Texas Governor, Greg Abbott, signed a bill on Tuesday, a bill that required Google of Apple and Alphabet to verify the age of users of their application stores, putting the second most populous state in the center of a debate about whether and how to regulate the use of smartphones by children and adolescents.
The law, effective on January 1, requires the consent of parents to download applications or purchases in the application for users under 18 years. Utah was the first state to pass a similar law earlier this year, and legislators have also introduced a federal bill.
Another Texas bill, approved in the Texas representative chamber and waiting for a Senate vote, would restrict social networking applications to users over 18 years.
Age limits and parental consent for social media applications are one of the few areas of broad consensus in the United States, with a Pew Research poll by 2023 to 2023 that 81% of North -Americans support parental consent for children to create social media accounts and 71% support age verification before using social networks.
The effect of social networks on the mental health of children has become a growing global concern, with dozens of states calling for platforms and the U.S. General Surgeon emits advice on safeguards for children. Australia last year banned social media for children under 16, with other countries such as Norway, also considering new rules.
How to implement age restrictions have caused a conflict between Meta, the owner of Instagram and Facebook, and Apple and Google, which have the two dominant north -American app stores.
CEO, Mark Zuckerberg, said last year during a Senate audience that parents should not “hang an identification or test that they are a parent in each application that their children use. The easiest place to do so is in app stores.”

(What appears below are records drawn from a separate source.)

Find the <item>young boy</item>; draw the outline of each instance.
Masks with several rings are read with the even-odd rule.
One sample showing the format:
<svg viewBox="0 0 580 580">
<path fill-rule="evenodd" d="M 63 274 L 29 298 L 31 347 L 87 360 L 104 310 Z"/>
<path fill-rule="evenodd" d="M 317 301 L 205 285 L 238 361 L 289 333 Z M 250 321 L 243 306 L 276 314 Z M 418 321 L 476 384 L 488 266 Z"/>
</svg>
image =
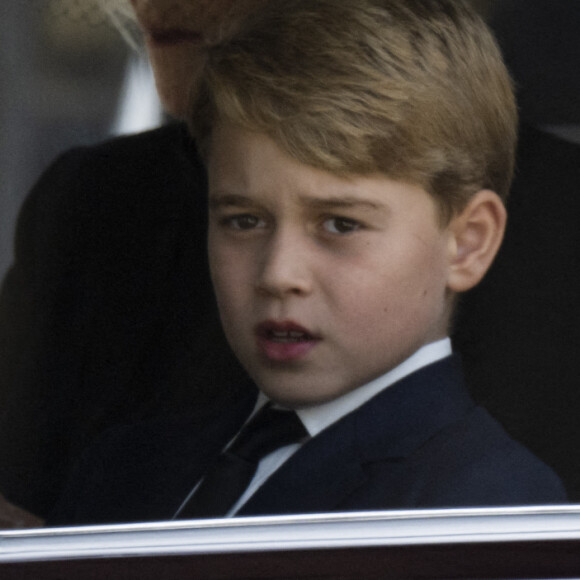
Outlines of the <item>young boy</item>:
<svg viewBox="0 0 580 580">
<path fill-rule="evenodd" d="M 54 523 L 565 501 L 447 338 L 513 169 L 485 25 L 455 0 L 273 0 L 209 49 L 193 111 L 218 306 L 259 394 L 112 434 Z M 280 427 L 279 407 L 297 433 L 248 451 L 241 426 Z"/>
</svg>

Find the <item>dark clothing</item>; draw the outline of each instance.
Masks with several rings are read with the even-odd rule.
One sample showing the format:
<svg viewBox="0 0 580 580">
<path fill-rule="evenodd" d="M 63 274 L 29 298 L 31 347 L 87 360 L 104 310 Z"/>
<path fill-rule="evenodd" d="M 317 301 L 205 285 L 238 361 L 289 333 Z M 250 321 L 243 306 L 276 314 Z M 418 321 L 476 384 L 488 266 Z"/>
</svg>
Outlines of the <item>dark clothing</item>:
<svg viewBox="0 0 580 580">
<path fill-rule="evenodd" d="M 245 380 L 206 258 L 206 180 L 173 125 L 63 155 L 21 212 L 0 297 L 0 491 L 45 516 L 72 460 L 133 418 Z"/>
<path fill-rule="evenodd" d="M 580 500 L 580 146 L 523 127 L 508 226 L 461 298 L 467 384 Z"/>
<path fill-rule="evenodd" d="M 209 423 L 117 430 L 88 453 L 51 524 L 170 519 L 254 396 Z M 555 474 L 464 390 L 457 357 L 424 367 L 307 441 L 238 515 L 565 502 Z"/>
</svg>

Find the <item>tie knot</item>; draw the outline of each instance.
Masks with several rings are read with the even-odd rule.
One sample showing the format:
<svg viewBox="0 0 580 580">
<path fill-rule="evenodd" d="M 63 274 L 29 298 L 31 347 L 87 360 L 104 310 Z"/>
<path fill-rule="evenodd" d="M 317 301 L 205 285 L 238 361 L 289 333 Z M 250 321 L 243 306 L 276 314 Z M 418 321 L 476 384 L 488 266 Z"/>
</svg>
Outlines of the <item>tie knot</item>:
<svg viewBox="0 0 580 580">
<path fill-rule="evenodd" d="M 242 428 L 227 452 L 257 463 L 279 447 L 298 443 L 307 436 L 294 411 L 274 409 L 268 403 Z"/>
</svg>

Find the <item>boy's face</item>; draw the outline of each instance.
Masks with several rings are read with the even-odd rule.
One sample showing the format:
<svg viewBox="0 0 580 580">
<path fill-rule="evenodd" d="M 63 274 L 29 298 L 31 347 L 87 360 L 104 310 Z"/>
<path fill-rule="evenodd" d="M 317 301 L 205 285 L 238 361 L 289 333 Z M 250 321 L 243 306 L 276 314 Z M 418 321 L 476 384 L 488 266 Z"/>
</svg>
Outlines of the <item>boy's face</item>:
<svg viewBox="0 0 580 580">
<path fill-rule="evenodd" d="M 332 400 L 446 335 L 454 242 L 422 188 L 338 177 L 221 124 L 209 202 L 222 323 L 272 399 Z"/>
</svg>

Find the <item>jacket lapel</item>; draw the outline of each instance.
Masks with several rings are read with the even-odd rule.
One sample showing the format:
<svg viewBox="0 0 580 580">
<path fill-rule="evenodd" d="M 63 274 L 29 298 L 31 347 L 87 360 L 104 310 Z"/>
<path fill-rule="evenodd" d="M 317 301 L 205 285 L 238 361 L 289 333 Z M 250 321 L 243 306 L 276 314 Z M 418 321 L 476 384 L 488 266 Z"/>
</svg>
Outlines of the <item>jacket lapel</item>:
<svg viewBox="0 0 580 580">
<path fill-rule="evenodd" d="M 473 406 L 457 357 L 424 367 L 306 443 L 239 515 L 339 510 L 364 487 L 370 464 L 409 456 Z"/>
</svg>

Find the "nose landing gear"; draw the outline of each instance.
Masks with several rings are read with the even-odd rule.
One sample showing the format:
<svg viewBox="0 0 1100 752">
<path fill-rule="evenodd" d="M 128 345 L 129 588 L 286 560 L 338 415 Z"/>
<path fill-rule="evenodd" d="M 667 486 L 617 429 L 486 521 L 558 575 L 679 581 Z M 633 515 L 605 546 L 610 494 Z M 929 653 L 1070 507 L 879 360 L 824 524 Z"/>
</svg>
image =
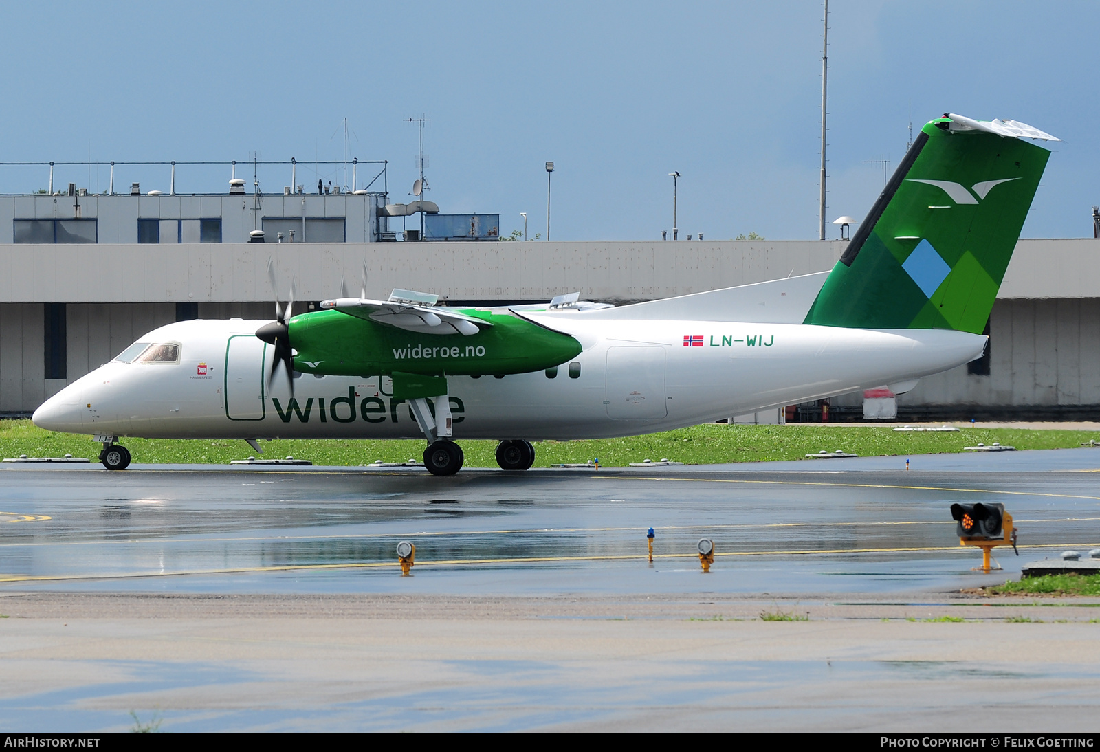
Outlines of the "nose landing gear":
<svg viewBox="0 0 1100 752">
<path fill-rule="evenodd" d="M 130 450 L 120 444 L 103 444 L 99 461 L 107 469 L 125 469 L 130 466 Z"/>
<path fill-rule="evenodd" d="M 528 469 L 535 464 L 535 447 L 522 439 L 502 441 L 496 445 L 496 464 L 501 469 Z"/>
</svg>

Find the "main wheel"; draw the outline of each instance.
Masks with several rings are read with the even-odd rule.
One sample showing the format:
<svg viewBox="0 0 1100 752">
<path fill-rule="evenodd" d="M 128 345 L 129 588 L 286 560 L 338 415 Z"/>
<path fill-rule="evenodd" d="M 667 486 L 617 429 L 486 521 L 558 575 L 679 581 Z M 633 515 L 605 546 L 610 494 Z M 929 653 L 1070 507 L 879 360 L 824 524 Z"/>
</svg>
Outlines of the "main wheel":
<svg viewBox="0 0 1100 752">
<path fill-rule="evenodd" d="M 502 441 L 496 445 L 496 464 L 501 469 L 527 469 L 535 464 L 535 447 L 522 439 Z"/>
<path fill-rule="evenodd" d="M 454 475 L 462 469 L 465 457 L 453 441 L 440 439 L 424 451 L 424 466 L 432 475 Z"/>
<path fill-rule="evenodd" d="M 130 450 L 111 444 L 99 453 L 99 461 L 107 469 L 125 469 L 130 466 Z"/>
</svg>

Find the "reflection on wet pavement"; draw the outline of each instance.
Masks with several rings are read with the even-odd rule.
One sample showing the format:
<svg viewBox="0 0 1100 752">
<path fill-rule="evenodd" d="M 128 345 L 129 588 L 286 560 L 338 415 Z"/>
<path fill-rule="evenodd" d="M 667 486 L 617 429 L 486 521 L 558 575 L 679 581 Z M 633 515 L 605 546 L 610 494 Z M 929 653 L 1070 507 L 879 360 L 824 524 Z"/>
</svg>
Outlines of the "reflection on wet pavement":
<svg viewBox="0 0 1100 752">
<path fill-rule="evenodd" d="M 1034 546 L 1100 541 L 1087 473 L 676 471 L 11 472 L 0 507 L 24 521 L 0 526 L 0 587 L 781 593 L 835 590 L 838 576 L 850 591 L 957 587 L 980 579 L 969 571 L 980 554 L 960 550 L 947 511 L 959 499 L 1015 517 L 1023 556 L 997 552 L 1008 574 L 1050 551 Z M 701 537 L 715 542 L 706 579 Z M 405 539 L 416 566 L 400 578 Z"/>
</svg>

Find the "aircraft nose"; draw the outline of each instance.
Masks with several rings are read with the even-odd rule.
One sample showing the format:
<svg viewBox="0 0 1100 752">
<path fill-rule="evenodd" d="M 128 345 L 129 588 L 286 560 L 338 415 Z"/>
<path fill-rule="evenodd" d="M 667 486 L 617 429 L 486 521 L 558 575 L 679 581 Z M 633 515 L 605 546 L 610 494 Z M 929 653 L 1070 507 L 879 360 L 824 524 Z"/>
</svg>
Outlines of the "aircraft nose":
<svg viewBox="0 0 1100 752">
<path fill-rule="evenodd" d="M 47 431 L 79 433 L 84 428 L 84 410 L 78 401 L 78 395 L 66 394 L 68 389 L 47 399 L 31 416 L 31 422 Z"/>
</svg>

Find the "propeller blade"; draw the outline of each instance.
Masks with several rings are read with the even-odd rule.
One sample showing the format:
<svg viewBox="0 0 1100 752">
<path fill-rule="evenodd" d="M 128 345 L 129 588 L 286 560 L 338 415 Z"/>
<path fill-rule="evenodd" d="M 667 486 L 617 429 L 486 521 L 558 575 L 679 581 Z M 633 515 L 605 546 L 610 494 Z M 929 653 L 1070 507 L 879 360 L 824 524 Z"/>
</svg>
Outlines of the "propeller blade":
<svg viewBox="0 0 1100 752">
<path fill-rule="evenodd" d="M 271 324 L 267 324 L 271 327 Z M 285 329 L 285 324 L 276 324 L 284 327 L 283 331 L 278 332 L 275 336 L 275 349 L 272 353 L 272 368 L 267 373 L 267 391 L 271 391 L 272 381 L 275 380 L 275 372 L 282 365 L 284 372 L 286 372 L 286 384 L 287 388 L 290 390 L 290 396 L 294 397 L 294 354 L 290 350 L 289 336 Z"/>
<path fill-rule="evenodd" d="M 275 279 L 275 264 L 267 259 L 267 280 L 272 285 L 272 297 L 275 298 L 275 320 L 283 321 L 283 307 L 278 305 L 278 283 Z"/>
</svg>

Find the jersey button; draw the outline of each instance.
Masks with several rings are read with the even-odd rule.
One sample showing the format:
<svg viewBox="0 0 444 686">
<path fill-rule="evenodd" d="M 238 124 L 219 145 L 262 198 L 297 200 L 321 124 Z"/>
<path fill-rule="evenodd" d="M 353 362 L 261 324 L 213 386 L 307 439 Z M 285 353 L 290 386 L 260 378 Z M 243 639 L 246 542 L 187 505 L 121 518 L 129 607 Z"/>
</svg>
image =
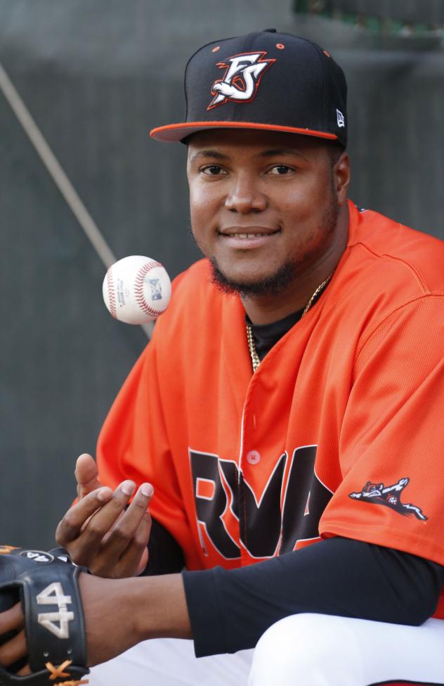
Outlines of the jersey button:
<svg viewBox="0 0 444 686">
<path fill-rule="evenodd" d="M 247 453 L 247 462 L 250 464 L 257 464 L 261 459 L 261 455 L 257 450 L 250 450 Z"/>
</svg>

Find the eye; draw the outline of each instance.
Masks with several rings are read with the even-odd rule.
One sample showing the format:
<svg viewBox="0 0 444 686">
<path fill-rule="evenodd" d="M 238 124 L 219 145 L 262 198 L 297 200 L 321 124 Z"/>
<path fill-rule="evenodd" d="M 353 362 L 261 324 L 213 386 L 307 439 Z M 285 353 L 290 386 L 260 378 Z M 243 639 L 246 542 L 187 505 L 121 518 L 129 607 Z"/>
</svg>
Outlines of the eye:
<svg viewBox="0 0 444 686">
<path fill-rule="evenodd" d="M 275 165 L 274 167 L 271 167 L 269 173 L 284 176 L 284 174 L 290 174 L 293 171 L 294 171 L 293 167 L 289 167 L 288 165 Z"/>
<path fill-rule="evenodd" d="M 206 167 L 202 167 L 200 169 L 202 174 L 206 174 L 207 176 L 216 177 L 220 176 L 222 174 L 225 174 L 224 170 L 218 165 L 207 165 Z"/>
</svg>

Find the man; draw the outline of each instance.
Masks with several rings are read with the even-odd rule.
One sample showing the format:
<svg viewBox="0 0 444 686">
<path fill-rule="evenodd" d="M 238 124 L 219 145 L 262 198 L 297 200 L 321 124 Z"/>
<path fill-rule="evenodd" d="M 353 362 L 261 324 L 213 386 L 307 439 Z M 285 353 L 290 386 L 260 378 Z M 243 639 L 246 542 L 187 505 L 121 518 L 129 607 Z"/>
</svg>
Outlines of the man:
<svg viewBox="0 0 444 686">
<path fill-rule="evenodd" d="M 252 686 L 444 683 L 443 244 L 347 201 L 345 79 L 315 44 L 212 42 L 185 89 L 185 122 L 152 134 L 188 145 L 207 259 L 176 280 L 58 529 L 98 575 L 91 663 L 259 641 Z M 155 682 L 118 659 L 108 684 L 119 663 Z M 211 663 L 204 682 L 246 682 Z"/>
</svg>

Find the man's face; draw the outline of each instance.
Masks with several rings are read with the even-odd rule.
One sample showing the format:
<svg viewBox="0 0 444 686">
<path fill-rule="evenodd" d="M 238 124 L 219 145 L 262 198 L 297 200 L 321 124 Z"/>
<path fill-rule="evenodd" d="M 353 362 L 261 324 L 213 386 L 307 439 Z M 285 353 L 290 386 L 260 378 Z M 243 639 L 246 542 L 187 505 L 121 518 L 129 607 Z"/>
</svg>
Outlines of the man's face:
<svg viewBox="0 0 444 686">
<path fill-rule="evenodd" d="M 275 132 L 200 132 L 188 144 L 191 225 L 216 281 L 285 290 L 334 243 L 337 187 L 325 144 Z"/>
</svg>

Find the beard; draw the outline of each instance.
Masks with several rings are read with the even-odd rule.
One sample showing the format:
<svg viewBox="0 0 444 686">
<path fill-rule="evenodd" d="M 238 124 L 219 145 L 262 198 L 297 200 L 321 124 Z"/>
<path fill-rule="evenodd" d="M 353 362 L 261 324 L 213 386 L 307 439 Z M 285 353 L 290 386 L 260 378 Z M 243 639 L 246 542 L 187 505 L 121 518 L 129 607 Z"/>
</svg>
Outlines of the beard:
<svg viewBox="0 0 444 686">
<path fill-rule="evenodd" d="M 227 295 L 239 294 L 243 298 L 254 296 L 279 296 L 284 293 L 297 278 L 301 273 L 301 267 L 303 267 L 303 270 L 306 271 L 308 265 L 313 265 L 328 248 L 334 236 L 339 211 L 337 197 L 336 192 L 334 192 L 332 201 L 326 208 L 322 218 L 322 245 L 306 253 L 303 258 L 298 260 L 289 259 L 278 267 L 273 274 L 250 281 L 240 281 L 230 279 L 221 269 L 216 258 L 210 258 L 211 282 L 218 291 Z"/>
</svg>

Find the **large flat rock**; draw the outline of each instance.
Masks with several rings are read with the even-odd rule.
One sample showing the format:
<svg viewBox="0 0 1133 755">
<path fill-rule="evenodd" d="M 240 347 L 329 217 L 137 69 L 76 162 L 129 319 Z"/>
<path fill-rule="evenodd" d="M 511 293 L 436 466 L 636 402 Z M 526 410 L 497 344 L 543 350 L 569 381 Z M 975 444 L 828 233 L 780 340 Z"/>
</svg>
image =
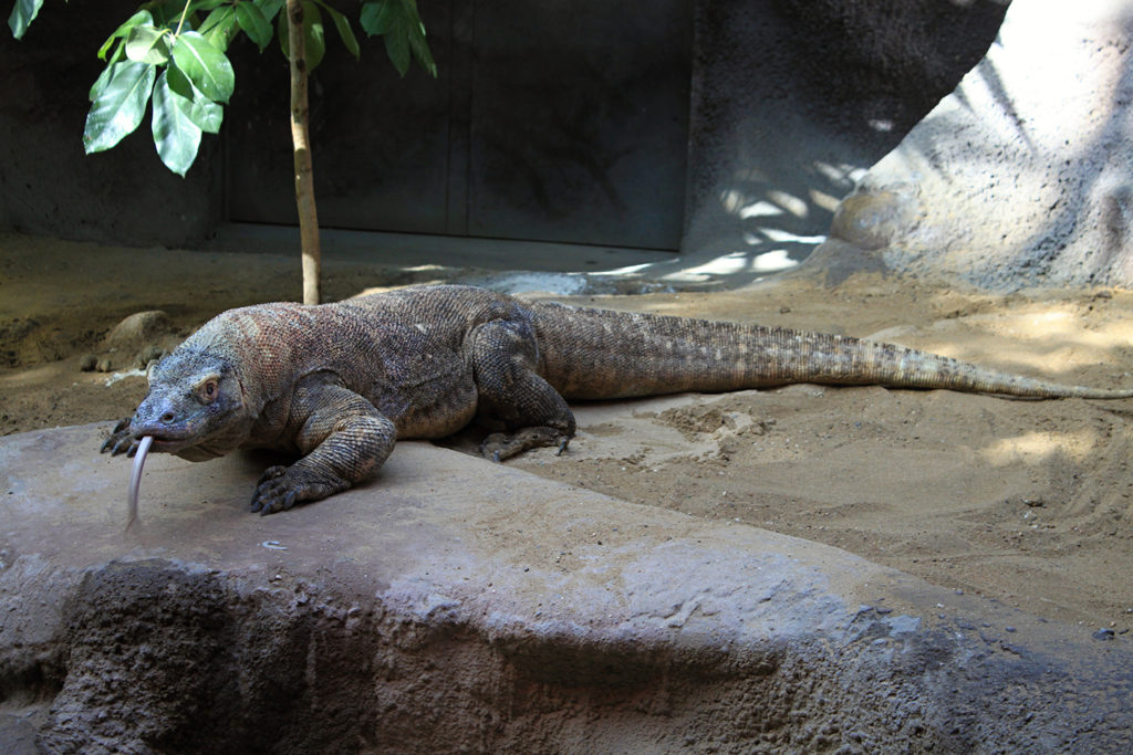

Meta refused to comment on this story.
Children’s online safety groups that have supported the Texas bill have also long defended the verification of the APP store age, saying that it is the only way to give parents effective control over the use of children’s technology.
“The problem is that self -regulation in the digital market has failed, where app stores have just prioritized the benefit of the safety and rights of children and families,” he told Reuters Casey Stefanski, executive director of the Childoon Alliance Digital.
Apple and Google opposed the Texas bill, saying that it imposes blanket requirements for sharing age data with all applications, even when these applications are not controversial.
“If they are promoted, the application markets will be necessary to collect and preserve personal information on personal identification for all jeans who want to download an application, even if it is an application that simply provides weather updates or sports scores,” APLE said in a statement.
Google and Apple each have their own proposals that involve sharing age range data only with applications that require it, instead of all applications.
“We see a role for the legislation here,” said Kareem Ghanem, principal of Government government affairs and public policy, at Reuters. “It has just been done in the right way and must keep Zuckerberg’s feet and social media companies on fire, because they are the damage to children and adolescents in those places that people really inspires people to look more closely here and see how we can all do better.”